As markets face elevated volatility and policy uncertainty, some investors may be tempted to retreat into cash. After all, deposit rates in Western economies remain higher than during much of the 2010s, and concerns about trade tensions and inflation are keeping market sentiment cautious. But history and data suggest that cash is rarely the optimal choice for multi-asset investors—even during periods of uncertainty.

Economic Expansion: Equities Still Compelling

Over the next 12 to 18 months, a slowing—but still expanding—global economy appears likely. While tariffs may moderate consumer demand, resilient household and corporate balance sheets should keep activity and labor markets fairly strong. In this environment, Western central banks could gradually ease policy rates, yet rates would remain above the historically low levels of the past decade. Cash may seem appealing, but equities are likely to offer better returns.

Even if equity price gains are modest due to stretched valuations, total returns—including dividends and buybacks—should exceed what cash offers today. European stocks, in particular, provide attractive income streams that support multi-asset portfolios.

Downturns: Bonds Outshine Cash

In a scenario where economic news triggers a market drawdown, cash might temporarily outperform equities. Yet core bonds are likely a more effective hedge. As central banks cut rates in response to slower growth, the yield on cash deposits would fall, while existing bond prices would rise, offering meaningful returns. For example, a 200-basis-point decline in the US 10-year Treasury yield could produce a 20% total return over a year—far surpassing what cash can deliver.
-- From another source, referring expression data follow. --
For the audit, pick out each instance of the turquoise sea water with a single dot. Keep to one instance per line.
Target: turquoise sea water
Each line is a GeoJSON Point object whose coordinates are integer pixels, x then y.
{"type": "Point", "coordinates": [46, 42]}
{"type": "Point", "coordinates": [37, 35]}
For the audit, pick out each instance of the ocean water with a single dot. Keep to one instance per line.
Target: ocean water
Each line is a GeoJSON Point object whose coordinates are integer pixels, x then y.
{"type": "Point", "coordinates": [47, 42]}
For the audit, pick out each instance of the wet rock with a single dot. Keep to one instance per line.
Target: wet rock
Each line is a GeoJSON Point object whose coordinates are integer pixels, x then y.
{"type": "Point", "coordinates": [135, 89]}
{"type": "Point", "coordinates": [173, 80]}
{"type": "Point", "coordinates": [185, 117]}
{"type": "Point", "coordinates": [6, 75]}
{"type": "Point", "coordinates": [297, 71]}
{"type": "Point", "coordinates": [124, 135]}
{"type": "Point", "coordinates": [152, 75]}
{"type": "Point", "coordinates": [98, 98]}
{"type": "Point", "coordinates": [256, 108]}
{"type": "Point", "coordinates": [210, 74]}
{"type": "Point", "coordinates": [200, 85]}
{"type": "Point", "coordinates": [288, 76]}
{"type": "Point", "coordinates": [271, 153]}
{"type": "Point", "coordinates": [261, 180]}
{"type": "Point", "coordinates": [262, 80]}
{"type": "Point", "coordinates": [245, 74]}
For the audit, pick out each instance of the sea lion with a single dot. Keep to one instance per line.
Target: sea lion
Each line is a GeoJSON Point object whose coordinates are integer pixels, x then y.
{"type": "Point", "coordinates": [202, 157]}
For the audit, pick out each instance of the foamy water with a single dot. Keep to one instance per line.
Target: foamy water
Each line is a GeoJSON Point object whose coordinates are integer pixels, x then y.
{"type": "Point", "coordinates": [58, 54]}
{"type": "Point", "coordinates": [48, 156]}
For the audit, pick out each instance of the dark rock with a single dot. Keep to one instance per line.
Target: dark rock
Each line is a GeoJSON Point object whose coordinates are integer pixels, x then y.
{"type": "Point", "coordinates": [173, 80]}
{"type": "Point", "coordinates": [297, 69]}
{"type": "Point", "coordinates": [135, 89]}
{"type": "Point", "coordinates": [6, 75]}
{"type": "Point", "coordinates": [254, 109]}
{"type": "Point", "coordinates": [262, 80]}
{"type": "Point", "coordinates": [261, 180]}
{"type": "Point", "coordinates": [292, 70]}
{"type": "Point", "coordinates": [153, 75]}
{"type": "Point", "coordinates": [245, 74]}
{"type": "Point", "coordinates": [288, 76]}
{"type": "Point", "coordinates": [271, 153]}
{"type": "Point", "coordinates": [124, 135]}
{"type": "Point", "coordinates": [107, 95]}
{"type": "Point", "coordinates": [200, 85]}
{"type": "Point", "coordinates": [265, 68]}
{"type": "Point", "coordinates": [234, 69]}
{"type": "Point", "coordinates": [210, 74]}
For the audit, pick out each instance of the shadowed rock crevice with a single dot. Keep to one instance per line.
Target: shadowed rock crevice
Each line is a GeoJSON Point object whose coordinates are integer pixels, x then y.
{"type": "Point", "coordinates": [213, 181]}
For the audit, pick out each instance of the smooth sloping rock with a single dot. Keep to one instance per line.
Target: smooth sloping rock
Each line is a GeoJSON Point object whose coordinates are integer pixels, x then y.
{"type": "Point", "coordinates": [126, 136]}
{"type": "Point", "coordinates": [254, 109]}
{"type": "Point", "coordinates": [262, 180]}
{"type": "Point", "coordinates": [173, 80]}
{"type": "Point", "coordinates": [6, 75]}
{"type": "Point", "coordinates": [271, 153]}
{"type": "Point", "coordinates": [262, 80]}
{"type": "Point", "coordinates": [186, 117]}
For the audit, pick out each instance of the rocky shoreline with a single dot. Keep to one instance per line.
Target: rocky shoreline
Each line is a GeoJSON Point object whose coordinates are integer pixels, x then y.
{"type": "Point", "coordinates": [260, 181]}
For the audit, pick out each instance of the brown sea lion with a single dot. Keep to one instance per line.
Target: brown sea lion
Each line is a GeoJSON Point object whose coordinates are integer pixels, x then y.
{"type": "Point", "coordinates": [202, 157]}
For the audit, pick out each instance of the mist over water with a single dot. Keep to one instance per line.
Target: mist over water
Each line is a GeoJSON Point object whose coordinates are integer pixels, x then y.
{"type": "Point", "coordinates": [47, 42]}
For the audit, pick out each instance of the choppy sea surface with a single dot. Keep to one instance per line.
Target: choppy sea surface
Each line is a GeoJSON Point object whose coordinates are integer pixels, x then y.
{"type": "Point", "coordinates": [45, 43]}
Stagflation: Alternatives Take the Lead

If inflation proves stickier than expected, as in 2022, traditional bonds and equities could struggle. Cash may seem safe, but alternatives—such as real assets (infrastructure, timber), commodities, or hedge fund strategies—can provide superior performance. In fact, global macro hedge funds returned nearly 10% during 2022, significantly outperforming cash in a high-inflation environment.

The Takeaway: Diversification Over Cash

While cash may feel secure in the face of uncertainty, multi-asset portfolios consistently outperform it over time. Historical data since 1990 show that a 60/40 portfolio of equities and government bonds beat cash more than 70% of the time over a one-year horizon—and always over three years. Average excess returns are meaningful: roughly 7 percentage points over one year, and more than 20 points over three years.

For investors navigating the uncertain landscape of 2025, diversification remains the most reliable strategy. A balanced mix of global equities, fixed income, and inflation-protecting assets—across both public and private markets—offers a better chance of growth and risk mitigation than retreating to cash.